Scientific classification
- Kingdom: Plantae
- Clade: Tracheophytes
- Clade: Angiosperms
- Clade: Eudicots
- Clade: Rosids
- Order: Fabales
- Family: Fabaceae
- Subfamily: Caesalpinioideae
- Clade: Mimosoid clade
- Genus: Acacia
- Species: A. cockertoniana
- Binomial name: Acacia cockertoniana Maslin

= Acacia cockertoniana =

- Genus: Acacia
- Species: cockertoniana
- Authority: Maslin

Species of legume

Acacia cockertoniana is a species of flowering plant in the family Fabaceae and is endemic to inland Western Australia. It is a cone-shaped shrub or tree with the narrower end towards the base, usually multi-stemmed with erect narrowly linear to elliptic or lance-shaped phyllodes, heads of light golden yellow flowers, and pendulous, linear, thinly crust-like pods.

==Description==
Acacia cockertoniana is a cone-shaped shrub or tree with the narrower end towards the base, mostly 3–6 m high and usually multi-stemmed. The main stems and upper branches are slightly crooked and the crown is greyish green with a silvery sheen. Its phyllodes are erect, narrowly linear to elliptic or lance-shaped with the narrower end towards the base, 50–150 mm long and 2.5–5 mm wide, curved to hooked with many relatively broad veins with silky hairs between the veins.
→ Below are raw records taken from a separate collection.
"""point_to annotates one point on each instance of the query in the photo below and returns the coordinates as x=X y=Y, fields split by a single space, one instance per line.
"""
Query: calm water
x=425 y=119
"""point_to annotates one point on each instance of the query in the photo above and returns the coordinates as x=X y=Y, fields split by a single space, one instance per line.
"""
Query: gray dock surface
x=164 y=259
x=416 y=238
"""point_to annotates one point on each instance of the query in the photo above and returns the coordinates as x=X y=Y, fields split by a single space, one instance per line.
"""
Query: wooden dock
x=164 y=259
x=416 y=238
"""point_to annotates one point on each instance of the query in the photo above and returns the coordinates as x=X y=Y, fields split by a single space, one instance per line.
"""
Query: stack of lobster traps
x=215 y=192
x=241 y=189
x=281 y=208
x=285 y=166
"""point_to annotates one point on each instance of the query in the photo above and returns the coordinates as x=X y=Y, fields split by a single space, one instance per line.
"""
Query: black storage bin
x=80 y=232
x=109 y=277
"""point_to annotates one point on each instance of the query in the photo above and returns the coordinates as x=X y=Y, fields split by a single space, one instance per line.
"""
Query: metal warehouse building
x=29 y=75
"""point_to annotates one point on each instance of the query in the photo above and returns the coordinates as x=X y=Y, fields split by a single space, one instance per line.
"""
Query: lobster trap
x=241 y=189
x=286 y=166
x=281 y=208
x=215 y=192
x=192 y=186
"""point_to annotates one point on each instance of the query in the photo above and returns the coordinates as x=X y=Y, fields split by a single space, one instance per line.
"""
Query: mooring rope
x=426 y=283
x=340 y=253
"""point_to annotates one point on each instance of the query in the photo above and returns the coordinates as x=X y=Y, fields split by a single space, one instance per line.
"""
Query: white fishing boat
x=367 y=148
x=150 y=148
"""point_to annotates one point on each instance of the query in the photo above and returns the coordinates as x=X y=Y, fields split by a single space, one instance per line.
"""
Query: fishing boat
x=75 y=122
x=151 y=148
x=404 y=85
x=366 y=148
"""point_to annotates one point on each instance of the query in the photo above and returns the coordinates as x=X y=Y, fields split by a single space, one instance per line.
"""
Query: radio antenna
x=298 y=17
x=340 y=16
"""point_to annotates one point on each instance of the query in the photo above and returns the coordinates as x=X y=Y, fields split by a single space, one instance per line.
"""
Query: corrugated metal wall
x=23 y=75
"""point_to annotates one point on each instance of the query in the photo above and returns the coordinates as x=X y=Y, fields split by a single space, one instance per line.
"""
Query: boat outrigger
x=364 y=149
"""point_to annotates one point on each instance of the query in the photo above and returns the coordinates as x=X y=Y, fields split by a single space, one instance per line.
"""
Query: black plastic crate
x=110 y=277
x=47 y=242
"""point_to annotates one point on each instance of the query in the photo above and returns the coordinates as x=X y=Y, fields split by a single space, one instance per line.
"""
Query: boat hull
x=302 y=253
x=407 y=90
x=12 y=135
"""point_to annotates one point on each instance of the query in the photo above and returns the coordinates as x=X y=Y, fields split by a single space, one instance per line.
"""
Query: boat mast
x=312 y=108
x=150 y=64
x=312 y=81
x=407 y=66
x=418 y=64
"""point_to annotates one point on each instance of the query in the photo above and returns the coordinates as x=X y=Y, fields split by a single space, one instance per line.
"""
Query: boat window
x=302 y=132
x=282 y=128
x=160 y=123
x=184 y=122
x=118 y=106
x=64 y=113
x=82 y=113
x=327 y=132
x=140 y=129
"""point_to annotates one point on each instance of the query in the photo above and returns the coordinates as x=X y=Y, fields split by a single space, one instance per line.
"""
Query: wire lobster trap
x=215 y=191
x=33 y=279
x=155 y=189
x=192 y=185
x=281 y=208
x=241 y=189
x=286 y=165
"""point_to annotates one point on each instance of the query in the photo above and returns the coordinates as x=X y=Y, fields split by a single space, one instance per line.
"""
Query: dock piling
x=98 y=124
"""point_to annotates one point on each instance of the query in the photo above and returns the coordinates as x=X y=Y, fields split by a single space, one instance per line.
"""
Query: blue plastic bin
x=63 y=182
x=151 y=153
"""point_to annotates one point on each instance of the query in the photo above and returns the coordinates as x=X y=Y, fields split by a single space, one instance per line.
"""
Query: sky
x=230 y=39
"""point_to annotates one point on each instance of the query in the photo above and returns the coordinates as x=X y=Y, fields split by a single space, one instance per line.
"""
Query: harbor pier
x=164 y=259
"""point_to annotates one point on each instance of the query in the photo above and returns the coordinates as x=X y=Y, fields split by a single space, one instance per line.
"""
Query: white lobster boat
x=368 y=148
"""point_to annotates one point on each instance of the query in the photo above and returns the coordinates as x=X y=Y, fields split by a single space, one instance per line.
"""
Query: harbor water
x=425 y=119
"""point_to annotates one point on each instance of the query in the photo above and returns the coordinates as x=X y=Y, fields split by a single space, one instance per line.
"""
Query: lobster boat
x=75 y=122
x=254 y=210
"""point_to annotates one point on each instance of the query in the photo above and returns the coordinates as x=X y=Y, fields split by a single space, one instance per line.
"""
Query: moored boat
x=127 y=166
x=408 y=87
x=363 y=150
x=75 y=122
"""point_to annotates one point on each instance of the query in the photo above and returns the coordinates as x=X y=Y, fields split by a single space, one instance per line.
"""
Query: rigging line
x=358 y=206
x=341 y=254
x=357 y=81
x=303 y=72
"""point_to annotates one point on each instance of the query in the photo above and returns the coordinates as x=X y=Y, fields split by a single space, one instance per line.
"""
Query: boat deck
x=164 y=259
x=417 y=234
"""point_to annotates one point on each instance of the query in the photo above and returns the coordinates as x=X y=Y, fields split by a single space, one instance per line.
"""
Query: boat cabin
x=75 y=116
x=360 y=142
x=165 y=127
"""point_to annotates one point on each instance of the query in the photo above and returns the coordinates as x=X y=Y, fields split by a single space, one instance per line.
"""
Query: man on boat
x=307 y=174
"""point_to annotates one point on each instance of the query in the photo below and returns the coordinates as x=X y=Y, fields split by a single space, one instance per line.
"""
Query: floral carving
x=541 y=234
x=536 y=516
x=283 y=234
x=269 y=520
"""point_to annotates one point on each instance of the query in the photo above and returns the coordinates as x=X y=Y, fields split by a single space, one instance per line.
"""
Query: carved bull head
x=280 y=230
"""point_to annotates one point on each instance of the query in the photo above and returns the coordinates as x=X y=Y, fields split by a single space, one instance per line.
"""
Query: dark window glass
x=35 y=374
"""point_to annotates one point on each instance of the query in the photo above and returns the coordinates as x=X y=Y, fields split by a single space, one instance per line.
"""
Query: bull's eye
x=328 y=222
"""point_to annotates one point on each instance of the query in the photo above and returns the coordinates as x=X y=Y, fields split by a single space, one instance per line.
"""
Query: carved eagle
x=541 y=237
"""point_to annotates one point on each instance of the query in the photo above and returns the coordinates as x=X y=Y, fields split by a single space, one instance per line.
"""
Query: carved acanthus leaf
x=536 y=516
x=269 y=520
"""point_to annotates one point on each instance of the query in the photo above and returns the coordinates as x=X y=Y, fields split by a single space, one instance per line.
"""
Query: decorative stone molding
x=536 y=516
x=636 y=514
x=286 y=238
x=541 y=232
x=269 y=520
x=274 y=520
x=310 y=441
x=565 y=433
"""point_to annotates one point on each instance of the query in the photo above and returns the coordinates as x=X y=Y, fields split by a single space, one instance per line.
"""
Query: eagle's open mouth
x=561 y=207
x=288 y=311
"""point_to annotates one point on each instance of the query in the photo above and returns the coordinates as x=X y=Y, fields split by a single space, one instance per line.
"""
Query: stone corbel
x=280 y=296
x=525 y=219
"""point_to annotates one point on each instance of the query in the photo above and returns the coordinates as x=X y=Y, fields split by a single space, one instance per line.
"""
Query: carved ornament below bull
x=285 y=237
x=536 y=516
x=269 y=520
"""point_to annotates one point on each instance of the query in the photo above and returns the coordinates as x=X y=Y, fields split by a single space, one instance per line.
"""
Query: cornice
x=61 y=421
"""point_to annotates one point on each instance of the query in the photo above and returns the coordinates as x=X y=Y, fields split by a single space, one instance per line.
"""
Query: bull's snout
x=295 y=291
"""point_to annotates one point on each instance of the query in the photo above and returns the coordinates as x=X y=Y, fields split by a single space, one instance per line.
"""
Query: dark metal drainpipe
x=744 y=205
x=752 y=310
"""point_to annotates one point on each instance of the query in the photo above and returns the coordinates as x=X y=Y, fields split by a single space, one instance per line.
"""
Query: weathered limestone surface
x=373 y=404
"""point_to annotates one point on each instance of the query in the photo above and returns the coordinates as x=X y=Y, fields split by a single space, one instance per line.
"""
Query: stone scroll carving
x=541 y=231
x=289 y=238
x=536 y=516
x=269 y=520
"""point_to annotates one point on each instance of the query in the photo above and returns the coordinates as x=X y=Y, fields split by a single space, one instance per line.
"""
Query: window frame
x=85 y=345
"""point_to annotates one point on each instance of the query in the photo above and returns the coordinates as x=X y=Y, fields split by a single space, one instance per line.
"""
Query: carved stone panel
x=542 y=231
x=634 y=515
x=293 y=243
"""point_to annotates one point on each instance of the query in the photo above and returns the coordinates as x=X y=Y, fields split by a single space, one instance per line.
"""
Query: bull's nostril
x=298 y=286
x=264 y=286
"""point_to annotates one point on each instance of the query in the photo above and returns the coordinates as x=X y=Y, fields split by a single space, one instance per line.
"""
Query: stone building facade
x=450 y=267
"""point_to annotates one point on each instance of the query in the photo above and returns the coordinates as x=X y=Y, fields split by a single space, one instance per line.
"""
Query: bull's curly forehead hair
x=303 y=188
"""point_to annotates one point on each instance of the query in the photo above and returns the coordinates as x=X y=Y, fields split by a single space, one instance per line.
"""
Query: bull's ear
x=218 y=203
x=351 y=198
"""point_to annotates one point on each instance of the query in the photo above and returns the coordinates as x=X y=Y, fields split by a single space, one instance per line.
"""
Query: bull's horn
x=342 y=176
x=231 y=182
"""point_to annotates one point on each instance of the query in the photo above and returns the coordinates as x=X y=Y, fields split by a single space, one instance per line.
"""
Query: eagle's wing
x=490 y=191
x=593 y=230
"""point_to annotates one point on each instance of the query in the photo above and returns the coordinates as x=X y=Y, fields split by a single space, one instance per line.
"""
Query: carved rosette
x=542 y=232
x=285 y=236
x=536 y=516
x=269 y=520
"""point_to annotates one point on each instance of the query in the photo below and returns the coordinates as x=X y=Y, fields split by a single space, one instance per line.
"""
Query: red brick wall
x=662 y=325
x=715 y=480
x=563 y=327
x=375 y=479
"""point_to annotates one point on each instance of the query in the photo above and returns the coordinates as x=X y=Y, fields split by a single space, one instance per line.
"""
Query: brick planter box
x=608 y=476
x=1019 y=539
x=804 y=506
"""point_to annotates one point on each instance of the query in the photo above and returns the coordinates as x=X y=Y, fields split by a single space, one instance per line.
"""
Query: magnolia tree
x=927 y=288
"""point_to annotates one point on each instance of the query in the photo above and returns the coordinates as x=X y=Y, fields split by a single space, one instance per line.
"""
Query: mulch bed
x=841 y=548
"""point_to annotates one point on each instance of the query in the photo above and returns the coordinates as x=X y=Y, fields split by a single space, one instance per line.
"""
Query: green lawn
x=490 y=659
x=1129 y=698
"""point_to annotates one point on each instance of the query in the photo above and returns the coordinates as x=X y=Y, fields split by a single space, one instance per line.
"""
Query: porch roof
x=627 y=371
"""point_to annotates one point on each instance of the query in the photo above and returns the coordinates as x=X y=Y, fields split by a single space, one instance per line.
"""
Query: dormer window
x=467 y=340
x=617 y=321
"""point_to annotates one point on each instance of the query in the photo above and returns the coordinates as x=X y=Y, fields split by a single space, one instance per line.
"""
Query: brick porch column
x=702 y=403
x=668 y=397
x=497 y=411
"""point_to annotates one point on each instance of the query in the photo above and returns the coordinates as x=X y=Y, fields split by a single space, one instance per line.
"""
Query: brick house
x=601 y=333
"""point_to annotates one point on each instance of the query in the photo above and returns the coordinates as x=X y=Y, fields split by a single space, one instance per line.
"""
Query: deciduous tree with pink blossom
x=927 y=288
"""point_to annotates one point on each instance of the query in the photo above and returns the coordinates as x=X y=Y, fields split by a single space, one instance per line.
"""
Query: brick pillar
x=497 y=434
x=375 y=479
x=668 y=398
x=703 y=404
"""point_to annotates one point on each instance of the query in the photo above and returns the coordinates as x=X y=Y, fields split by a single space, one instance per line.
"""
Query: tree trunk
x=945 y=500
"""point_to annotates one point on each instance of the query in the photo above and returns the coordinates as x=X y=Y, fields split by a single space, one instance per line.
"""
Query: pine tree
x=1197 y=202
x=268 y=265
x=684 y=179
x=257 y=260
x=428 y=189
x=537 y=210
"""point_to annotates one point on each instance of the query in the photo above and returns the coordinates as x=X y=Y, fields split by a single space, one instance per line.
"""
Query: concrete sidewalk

The flowers are borne in 1 or 2 oblong heads in axils on a peduncles 4–6 mm long, 5–30 mm long on peduncle 5–7 mm long, each head with light golden yellow flowers. Flowering mostly occurs from October to December and the pods are pendulous, linear, straight to slightly curved, thinly crust-like, 60–120 mm long and 3–5 mm wide. The seeds are mid-brown, oblong to narrowly oblong, 4.0–4.5 mm long with an aril on the end.

==Taxonomy==
Acacia cockertoniana was first formally described in 2007 by Bruce Maslin from specimens collected in 2003 on the Windarling Range, 160 km north of Southern Cross. The specific epithet (cockertoniana) honours "Geoff Cockerton, ... who first brought it to my attention and who facilitated my visit in October 2004 visit to the Windarling Range to inspect plants in the field".

==Distribution==
This species of wattle has a discontinuous distribution, occurring near Lake Barlee and Mount Magnet, on Mount Jackson, and on the Die Hardy and Windarling Ranges where it is restricted to Banded iron formation, and grows in iron-rich soils and dense Acacia shrubland.

==Conservation status==
Acacia cockertoniana is listed as "not threatened" by the Government of Western Australia Department of Biodiversity, Conservation and Attractions.